Many of the books he buys are biographies — particularly those by Charlotte Chandler, whose Groucho Marx and Federico Fellini bios he adores. They’re light years away from the stuff he and others will recite from tomorrow at “Celebrity Autobiography,” an off-Broadway production at The Triad Theater, in which he’ll be reading from Zsa Zsa Gabor’s life story (which he hasn’t read ahead of time so it “sounds fresh.”)

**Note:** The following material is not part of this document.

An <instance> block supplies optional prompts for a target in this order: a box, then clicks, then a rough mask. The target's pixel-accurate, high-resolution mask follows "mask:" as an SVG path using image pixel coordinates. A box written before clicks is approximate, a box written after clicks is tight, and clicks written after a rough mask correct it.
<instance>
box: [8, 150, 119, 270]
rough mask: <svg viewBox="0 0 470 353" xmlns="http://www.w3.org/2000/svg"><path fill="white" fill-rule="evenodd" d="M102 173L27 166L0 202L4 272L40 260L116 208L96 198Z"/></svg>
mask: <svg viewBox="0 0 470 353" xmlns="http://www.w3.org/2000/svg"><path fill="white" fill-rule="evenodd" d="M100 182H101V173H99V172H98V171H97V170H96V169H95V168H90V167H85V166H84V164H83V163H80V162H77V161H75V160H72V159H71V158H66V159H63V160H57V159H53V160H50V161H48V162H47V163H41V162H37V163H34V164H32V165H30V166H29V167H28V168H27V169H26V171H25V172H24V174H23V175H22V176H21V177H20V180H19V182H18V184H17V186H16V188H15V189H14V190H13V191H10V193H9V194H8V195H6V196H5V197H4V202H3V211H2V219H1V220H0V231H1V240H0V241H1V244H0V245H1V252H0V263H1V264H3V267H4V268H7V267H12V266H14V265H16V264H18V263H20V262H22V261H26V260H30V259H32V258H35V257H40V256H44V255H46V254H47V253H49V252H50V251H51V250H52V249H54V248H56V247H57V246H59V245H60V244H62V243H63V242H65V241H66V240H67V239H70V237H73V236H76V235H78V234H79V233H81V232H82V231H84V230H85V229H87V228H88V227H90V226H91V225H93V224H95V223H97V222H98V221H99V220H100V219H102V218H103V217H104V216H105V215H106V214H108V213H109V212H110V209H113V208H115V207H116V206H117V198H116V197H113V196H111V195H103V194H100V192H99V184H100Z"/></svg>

Here’s what’s in Cantone’s library.
Very Valentine
by Adriana Trigiani
“She writes for a lot of women, but it’s more than girly stuff — she writes about Italian-Americans. There’s not a lot of people who do that, and she does it really well. This novel is about a woman whose family has had a shoe-making business for years . . . it’s very Italian, very New York, very fashion.”
Schulz and Peanuts
by David Michaelis
“I grew up with Peanuts. [Cartoonist Charles] Schulz was such an interesting guy — not the happiest man, and I think the family was upset that he spoke to his biographer about that. There are [comic] strips between chapters. It’s great.”
Duma Key
by Stephen King
“I worship him. Isn’t it interesting that in the last 10 years of his life, he’s getting stellar reviews, which he couldn’t buy earlier in his career? This one’s about a guy who had a horrible accident in which he lost an arm. He goes to the Florida Keys and starts to paint in this house other artists stayed at. [Only] he starts painting the future . . . It’s very suspenseful and beautifully written.”
American Prince
A Memoir
by Tony Curtis
“No matter how big you get in this business, you never feel you get your due. There’s a lot of regret in this book, but there’s funny s – – – too, especially about Shelley Winters, who [Curtis] couldn’t stand. This is a great autobiography, and it sounds just like him.”